Yes, I’m talking about mental health again. The history of mental health in my family helped me understand me. I’m learning that I don’t have to allow it to consume my life. Over the years I worked in reception for a couple of different psychiatrists. I never would have imagined that I was learning about pieces of myself through the patients we saw and interacted with on a daily basis. I didn’t know that what I had been experiencing for the last twenty years was depression. This thing that I was struggling with become common knowledge to me until last year. It is so much easier to spot when I look back on my past.
For me, depression lingers long after my manic episodes pass. My daughter, Brooklyn loves to sing, “Rain, Rain, Go Away.” Call me silly or juvenile, but this is how I feel about the heavy rain cloud of depression. I’m sure there’s a great adult version out there, but I have yet to find it.
When in doubt, Write It Out.
The American Psychological Association says that writing therapy can strengthen your immune system as well as your mind. When you feel those thoughts of fear, doubt, worry, anxiety, or depression take over do yourself a favor and grab your notebook. Write out your struggles. It’s a no-judgment zone. I am the only judge of my entries. It’s comforting to know that I could take whatever I was going through and put it on paper. As an only child, I didn’t have a sibling to confide in and writing gave me the freedom to talk about the things that were going through my head at any time of day. There were no time constraints.
I have kept a journal since 1990 and have plenty of entries I’d like to burn, but I keep them. I hardly reread them, but when I do they help me see the darkness I was experiencing. On my days when depression isn’t an issue, it is easy to say, “What in the hell was I thinking?”

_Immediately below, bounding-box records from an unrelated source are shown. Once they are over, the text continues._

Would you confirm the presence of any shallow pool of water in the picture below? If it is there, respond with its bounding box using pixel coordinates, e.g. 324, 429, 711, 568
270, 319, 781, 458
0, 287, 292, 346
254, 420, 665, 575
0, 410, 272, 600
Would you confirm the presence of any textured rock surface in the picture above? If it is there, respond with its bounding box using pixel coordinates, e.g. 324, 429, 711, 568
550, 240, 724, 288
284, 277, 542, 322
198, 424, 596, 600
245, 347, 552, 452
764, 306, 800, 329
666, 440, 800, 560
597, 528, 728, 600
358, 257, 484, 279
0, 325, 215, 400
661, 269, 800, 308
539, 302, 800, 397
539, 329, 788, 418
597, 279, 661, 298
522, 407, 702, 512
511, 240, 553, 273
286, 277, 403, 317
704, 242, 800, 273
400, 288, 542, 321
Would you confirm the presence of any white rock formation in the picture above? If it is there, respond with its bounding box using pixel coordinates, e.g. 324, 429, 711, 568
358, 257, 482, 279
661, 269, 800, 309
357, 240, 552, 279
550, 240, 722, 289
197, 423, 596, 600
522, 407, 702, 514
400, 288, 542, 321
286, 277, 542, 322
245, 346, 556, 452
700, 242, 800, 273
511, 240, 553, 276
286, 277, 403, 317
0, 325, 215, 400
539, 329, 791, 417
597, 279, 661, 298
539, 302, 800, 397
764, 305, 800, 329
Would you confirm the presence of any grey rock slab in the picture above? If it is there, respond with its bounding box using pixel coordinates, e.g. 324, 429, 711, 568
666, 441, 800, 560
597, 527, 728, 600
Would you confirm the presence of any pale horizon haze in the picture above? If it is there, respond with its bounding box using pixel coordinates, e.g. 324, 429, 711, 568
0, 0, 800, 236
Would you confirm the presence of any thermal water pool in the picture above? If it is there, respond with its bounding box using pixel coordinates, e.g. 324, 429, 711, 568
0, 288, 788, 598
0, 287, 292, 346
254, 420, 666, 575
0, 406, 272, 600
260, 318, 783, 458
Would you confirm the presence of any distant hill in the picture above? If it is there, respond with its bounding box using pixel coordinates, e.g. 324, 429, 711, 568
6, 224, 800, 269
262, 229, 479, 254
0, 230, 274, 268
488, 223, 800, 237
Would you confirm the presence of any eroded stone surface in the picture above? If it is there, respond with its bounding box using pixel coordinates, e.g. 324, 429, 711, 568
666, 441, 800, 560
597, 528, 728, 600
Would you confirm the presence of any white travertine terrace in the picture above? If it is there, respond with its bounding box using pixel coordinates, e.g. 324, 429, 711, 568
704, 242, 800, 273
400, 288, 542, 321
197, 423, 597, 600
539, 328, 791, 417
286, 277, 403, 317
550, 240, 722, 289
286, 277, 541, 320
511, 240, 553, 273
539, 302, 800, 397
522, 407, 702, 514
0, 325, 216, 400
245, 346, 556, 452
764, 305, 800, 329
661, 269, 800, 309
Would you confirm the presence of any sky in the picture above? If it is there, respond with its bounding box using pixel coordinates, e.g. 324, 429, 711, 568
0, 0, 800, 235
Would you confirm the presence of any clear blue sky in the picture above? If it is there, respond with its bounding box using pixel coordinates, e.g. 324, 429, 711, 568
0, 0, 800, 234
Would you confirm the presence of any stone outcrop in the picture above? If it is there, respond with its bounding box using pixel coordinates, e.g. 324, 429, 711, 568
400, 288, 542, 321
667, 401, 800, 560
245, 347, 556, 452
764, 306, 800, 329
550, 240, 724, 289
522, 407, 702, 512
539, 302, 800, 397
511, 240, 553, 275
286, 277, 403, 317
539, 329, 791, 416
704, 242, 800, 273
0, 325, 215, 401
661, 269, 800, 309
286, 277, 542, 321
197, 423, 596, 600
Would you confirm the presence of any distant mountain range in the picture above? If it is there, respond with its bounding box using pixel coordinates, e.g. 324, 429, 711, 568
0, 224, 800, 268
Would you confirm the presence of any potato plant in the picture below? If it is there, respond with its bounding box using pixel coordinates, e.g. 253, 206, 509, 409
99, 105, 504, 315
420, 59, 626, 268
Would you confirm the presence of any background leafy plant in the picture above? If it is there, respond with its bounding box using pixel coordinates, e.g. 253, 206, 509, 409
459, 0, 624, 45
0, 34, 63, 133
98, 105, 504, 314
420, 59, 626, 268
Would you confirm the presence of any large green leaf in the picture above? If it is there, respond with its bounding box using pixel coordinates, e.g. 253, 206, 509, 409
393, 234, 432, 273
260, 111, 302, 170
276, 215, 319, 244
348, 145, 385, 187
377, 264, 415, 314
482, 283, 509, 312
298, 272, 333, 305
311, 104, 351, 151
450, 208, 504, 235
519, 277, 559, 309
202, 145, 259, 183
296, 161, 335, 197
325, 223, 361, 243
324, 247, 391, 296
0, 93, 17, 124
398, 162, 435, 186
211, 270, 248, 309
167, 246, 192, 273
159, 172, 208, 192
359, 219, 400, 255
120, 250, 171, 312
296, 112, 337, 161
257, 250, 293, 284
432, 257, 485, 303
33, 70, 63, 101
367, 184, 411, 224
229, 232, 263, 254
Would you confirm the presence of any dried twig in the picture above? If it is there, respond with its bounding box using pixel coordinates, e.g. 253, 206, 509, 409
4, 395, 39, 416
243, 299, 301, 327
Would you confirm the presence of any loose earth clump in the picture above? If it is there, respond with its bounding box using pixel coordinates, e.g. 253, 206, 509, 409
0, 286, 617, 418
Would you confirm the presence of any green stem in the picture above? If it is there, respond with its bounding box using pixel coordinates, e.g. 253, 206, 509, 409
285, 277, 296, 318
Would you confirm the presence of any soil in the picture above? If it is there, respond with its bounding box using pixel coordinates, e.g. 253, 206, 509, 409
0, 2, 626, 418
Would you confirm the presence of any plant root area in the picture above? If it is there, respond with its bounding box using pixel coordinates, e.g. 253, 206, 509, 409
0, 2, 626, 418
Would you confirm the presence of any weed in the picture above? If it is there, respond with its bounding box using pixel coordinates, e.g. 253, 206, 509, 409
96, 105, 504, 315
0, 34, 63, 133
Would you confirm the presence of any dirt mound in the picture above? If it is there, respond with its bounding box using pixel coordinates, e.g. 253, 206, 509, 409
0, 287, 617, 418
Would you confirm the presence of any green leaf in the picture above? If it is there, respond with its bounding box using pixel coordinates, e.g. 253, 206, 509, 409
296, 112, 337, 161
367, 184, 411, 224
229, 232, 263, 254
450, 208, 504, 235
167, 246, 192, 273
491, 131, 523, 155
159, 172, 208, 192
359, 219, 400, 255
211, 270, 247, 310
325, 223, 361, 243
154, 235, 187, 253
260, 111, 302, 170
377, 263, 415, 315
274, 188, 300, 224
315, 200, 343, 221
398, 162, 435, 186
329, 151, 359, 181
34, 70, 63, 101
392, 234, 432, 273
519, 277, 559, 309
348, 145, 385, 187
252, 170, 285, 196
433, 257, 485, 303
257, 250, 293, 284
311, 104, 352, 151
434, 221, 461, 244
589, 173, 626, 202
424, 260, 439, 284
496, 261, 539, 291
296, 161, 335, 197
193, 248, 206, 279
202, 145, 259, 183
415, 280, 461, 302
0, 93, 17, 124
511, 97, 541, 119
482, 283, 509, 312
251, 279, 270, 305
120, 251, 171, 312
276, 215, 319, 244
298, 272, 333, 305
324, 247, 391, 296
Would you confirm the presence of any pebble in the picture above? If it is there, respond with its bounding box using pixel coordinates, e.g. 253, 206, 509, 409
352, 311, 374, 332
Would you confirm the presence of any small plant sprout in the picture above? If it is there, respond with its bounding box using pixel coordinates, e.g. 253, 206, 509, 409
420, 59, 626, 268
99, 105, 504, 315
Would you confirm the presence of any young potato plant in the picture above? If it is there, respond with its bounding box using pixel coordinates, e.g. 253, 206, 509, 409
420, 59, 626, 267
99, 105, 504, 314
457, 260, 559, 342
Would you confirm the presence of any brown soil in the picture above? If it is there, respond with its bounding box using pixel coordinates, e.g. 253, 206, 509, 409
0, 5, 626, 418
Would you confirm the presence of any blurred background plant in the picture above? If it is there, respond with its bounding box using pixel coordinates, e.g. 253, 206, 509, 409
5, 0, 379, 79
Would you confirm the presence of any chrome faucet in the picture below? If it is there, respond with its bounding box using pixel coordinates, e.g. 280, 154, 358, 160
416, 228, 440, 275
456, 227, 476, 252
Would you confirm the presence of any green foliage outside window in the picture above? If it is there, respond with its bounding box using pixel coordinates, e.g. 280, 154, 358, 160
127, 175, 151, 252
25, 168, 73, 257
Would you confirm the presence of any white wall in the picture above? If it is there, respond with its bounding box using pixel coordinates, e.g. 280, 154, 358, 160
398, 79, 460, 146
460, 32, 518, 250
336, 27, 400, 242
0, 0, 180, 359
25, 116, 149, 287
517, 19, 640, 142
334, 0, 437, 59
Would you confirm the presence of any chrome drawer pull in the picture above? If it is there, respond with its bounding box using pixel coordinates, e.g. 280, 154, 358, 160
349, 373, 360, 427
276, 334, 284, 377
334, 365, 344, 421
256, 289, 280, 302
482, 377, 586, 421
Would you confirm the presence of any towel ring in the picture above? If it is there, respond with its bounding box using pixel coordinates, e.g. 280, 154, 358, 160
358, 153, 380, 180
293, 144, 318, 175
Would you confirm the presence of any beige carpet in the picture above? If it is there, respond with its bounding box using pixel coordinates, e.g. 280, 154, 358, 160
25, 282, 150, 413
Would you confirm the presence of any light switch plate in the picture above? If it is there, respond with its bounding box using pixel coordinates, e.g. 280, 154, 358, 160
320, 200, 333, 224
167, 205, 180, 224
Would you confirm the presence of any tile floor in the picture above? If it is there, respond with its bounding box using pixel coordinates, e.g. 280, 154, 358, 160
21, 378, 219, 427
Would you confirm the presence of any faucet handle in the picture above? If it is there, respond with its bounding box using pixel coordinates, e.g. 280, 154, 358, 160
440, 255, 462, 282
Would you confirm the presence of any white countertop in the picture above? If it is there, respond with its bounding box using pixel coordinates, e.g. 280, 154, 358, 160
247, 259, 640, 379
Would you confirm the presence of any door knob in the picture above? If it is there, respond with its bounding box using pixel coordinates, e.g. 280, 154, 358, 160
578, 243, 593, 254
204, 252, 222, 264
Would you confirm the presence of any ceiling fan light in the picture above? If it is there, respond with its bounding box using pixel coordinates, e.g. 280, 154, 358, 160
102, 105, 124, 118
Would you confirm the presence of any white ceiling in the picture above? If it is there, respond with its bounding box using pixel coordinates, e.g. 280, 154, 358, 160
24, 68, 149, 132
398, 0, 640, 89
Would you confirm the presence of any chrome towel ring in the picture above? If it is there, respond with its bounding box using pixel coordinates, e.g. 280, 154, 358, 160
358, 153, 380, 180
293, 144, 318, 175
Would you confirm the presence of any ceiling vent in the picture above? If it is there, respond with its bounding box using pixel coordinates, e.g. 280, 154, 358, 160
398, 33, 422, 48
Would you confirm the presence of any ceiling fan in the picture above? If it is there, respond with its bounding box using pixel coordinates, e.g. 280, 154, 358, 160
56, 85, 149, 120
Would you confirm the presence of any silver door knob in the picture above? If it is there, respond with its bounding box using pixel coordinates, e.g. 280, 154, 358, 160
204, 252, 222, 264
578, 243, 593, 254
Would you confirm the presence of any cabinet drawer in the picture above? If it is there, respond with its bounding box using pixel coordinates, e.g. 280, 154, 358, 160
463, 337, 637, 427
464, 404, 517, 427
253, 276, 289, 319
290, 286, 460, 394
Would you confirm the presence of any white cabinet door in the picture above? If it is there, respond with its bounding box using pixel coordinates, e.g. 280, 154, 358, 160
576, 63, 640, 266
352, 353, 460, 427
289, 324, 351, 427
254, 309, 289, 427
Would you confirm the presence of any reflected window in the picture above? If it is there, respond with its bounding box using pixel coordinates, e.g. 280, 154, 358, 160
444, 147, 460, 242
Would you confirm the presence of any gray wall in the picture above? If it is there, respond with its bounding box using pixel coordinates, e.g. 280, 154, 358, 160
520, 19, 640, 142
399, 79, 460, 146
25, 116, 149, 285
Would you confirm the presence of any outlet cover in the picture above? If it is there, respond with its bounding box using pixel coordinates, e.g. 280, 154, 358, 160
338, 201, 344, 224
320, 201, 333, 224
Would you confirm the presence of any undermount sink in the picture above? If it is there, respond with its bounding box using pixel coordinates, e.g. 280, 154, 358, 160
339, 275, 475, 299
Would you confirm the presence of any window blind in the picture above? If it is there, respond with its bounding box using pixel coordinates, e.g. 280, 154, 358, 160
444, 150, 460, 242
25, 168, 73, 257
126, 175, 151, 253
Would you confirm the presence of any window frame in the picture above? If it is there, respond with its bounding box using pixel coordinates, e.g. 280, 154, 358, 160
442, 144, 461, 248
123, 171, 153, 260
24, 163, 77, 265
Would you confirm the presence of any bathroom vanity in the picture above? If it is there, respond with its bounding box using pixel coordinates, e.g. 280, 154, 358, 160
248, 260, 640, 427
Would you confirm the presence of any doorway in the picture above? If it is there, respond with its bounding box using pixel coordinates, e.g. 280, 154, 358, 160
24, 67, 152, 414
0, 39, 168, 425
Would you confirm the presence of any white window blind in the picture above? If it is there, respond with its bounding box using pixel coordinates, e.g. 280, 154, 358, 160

I can say that 90% of the time, I feel so much better. I’ve worked it all out of my mind and into something that I could see. The rewind and play loop I was stuck in vanishes and I can go about my day. My biggest struggle when I’m in that pit is grabbing the notebook, so keep it close.
Where to Start?
Anywhere in your thinking. Start at the top. When did you begin to feel the downward slide? The key is finding out the when and where. In my own life, I can establish pinpoints on when it began, so when it pops up again, I can do my best to stop myself from escalating the issue. Your reaction has everything to do with where your head will go. Try making it a daily practice. It’s a habit I’m working on reestablishing. I’ve been on a three-day writing streak. Now I only have 27 more days before I can make it an official habit. I’m all about establishing a habit when I can stick with it for 30 days straight.
If you can’t or don’t want to write there are plenty of other things to do to help clear your head. As with everything in your life from diet, exercise, or your writing habits, you have to find out what works for you. Trial and error my friends, but you’ll get there.
When I’m going through that terrible low mood I first turn to writing. If that doesn’t work I start out with meditation and follow it with yoga and then knitting. I would love to hear from you. What’s in your toolbox?